A. J. Knight at work

A. J. Knight at work

My paternal grandfather Archie James Knight (“Arch”) was a union member when he was a young man starting out his life in Kansas City. One of the unions connected with the construction industry. He believed in unions. He believed in the New Deal. He understood the necessity of and supported the development of Social Security (I used to have his SS card and the receipt for his first SS check).

Arch Knight was exactly–in fact the epitome of–the kind of person the”Tea Partiers” believe (I surmise from what I can make myself read of their palaver) reflects the values of this country. I admired (admire) him even though a statement of his obvious characteristics might sound, to anyone who knows how “liberal” I am, to be less than complimentary: White, male, hard-working, Christian, a self-made man. He was politically progressive and personally generous and open.

Kaiser Steel, before globalization

Kaiser Steel, before globalization

Granddad was a “borderline southerner” my dad used to say (born in Arkansas, lived much of his life in Missouri), but when among the spouses of his granddaughters were a Cuban-American, a Mexican-American, and a Japanese-American, he said he thought it was great that our family could have an “international baseball team.”

No Tea Partier need get on her high horse and self-righteously assume that, of course he accepted them because none of my cousins-by-marriage or my broher-in-law were “illegal” human beings. The family of Granddad’s Cuban-American grandson-in-law were refugees from the Castro revolution.  The family of his Japanese-American grandson-in-law were held in a detention center through WWII–my brother-in-law, a natural-born US citizen, a child who never set foot in Japan, was in the camp.

Americans who despise “illegal aliens” and hold certain Americans (such as Muslims) in fear and loathing like that felt toward Japanese Americans in the ’40s might do well to follow the example of my grandfather.

My grandfather was a white, Christian, (almost) Southern Gentleman who believed that “All men are created equal,” that all people are children of God, that workers have the right to join together to seek the best possible compensation for their work, and that we–together, all of us as a nation–owe it to ourselves and each other to create and maintain a financial “safety net” and the possibility of retirement.

What a bizarre creature he was.

He had, most certainly, prejudices that remained with him through his life.
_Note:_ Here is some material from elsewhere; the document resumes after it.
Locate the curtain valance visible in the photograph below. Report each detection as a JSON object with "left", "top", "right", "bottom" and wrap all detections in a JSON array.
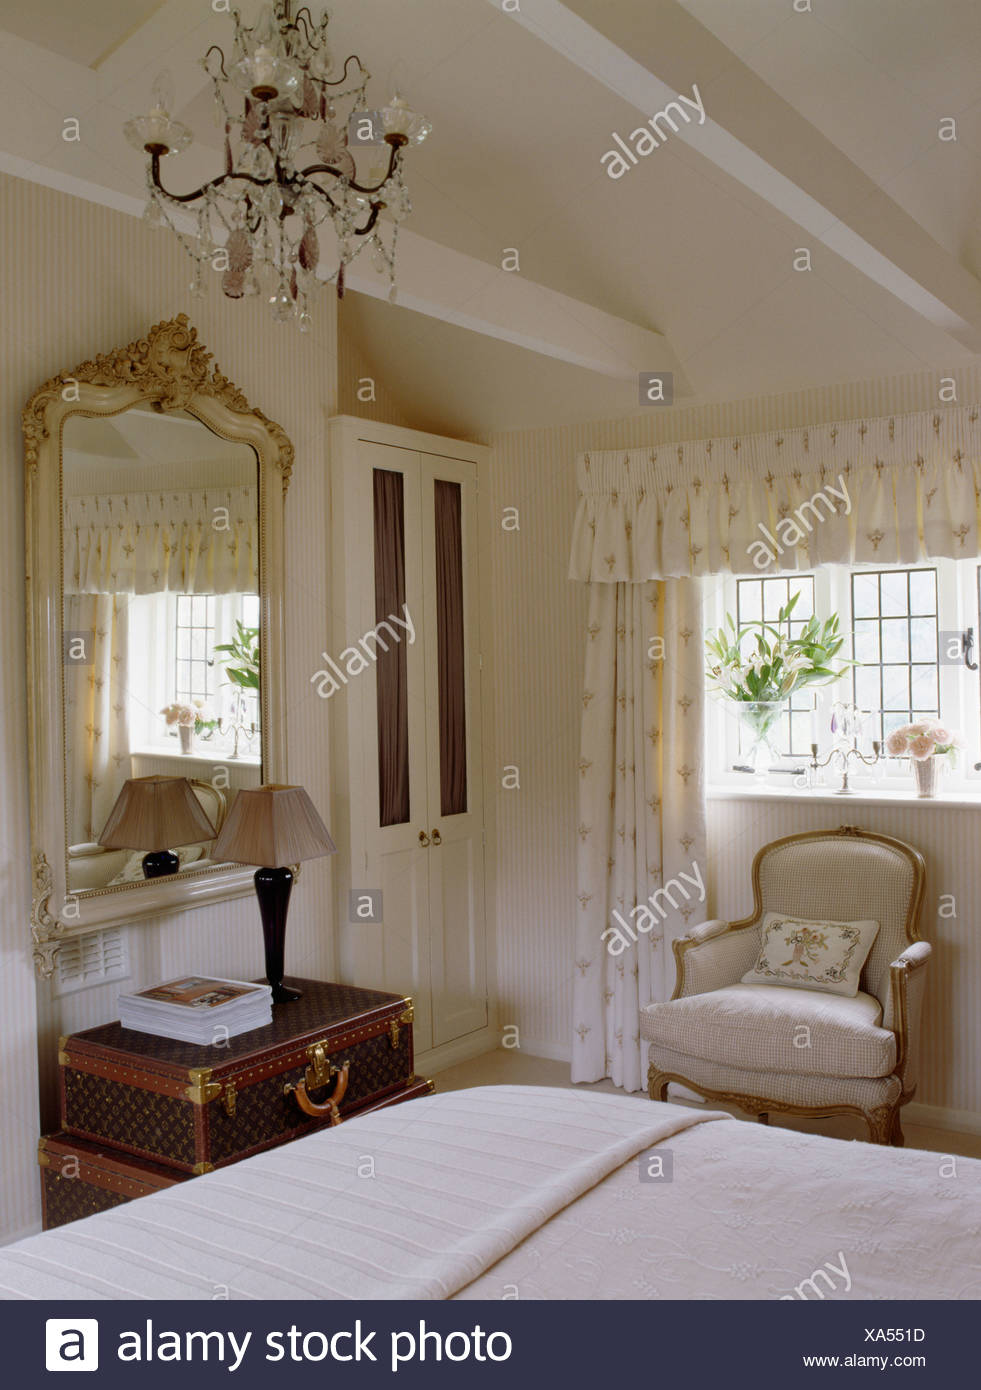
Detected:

I doubt he would have been so sanguine if one of his grandchildren had married a black American although I’m also sure his love would have overcome his discomfort. I’m pretty sure he never understood that I am gay. But he had a basic understanding of fairness and generosity and equality that seems to me to have disappeared from much of our political and personal discourse.

I never thought of my grandfather as “conservative” or “liberal.” He voted for FDR four times. (My grandmother had a couple of Adlai Stevenson campaign buttons, so I assume they continued to vote Democratic.) He belonged to the union. He understood the value of Social Security. But he was also the owner of a small business, a Baptist (not Southern), and a Mason.

Either he lived in a time when it was possible to be, or he simply chose to be complex, to have beliefs that seem today to be contradictory, to be open-minded and generous. I never heard him say a judgmental or derogatory word about anyone (I’m sure he did, but he was careful not to do so in the presence of his grandchildren). He and my father had political beliefs as far apart as two men could have. But on the rare occasions I heard them discuss politics, they did so with mutual respect and without rancor.

My grandfather’s labor is to an enormous extent the source of the good things in my life. He worked hard to provide a stable life for his children, and was able–with scholarship help–to put his sons through college during the depression. It’s impossible to imagine what my life would have been but for that. And it’s impossible to imagine what my life would have been without his simple but unshakeable belief in fairness and generosity.

The farthest reach of hatred

The farthest reach of hatred

Perhaps my ideas are as bizarre and contradictory as my grandfather’s seem today. But could one have a better understanding of the role of labor, both organized and individual?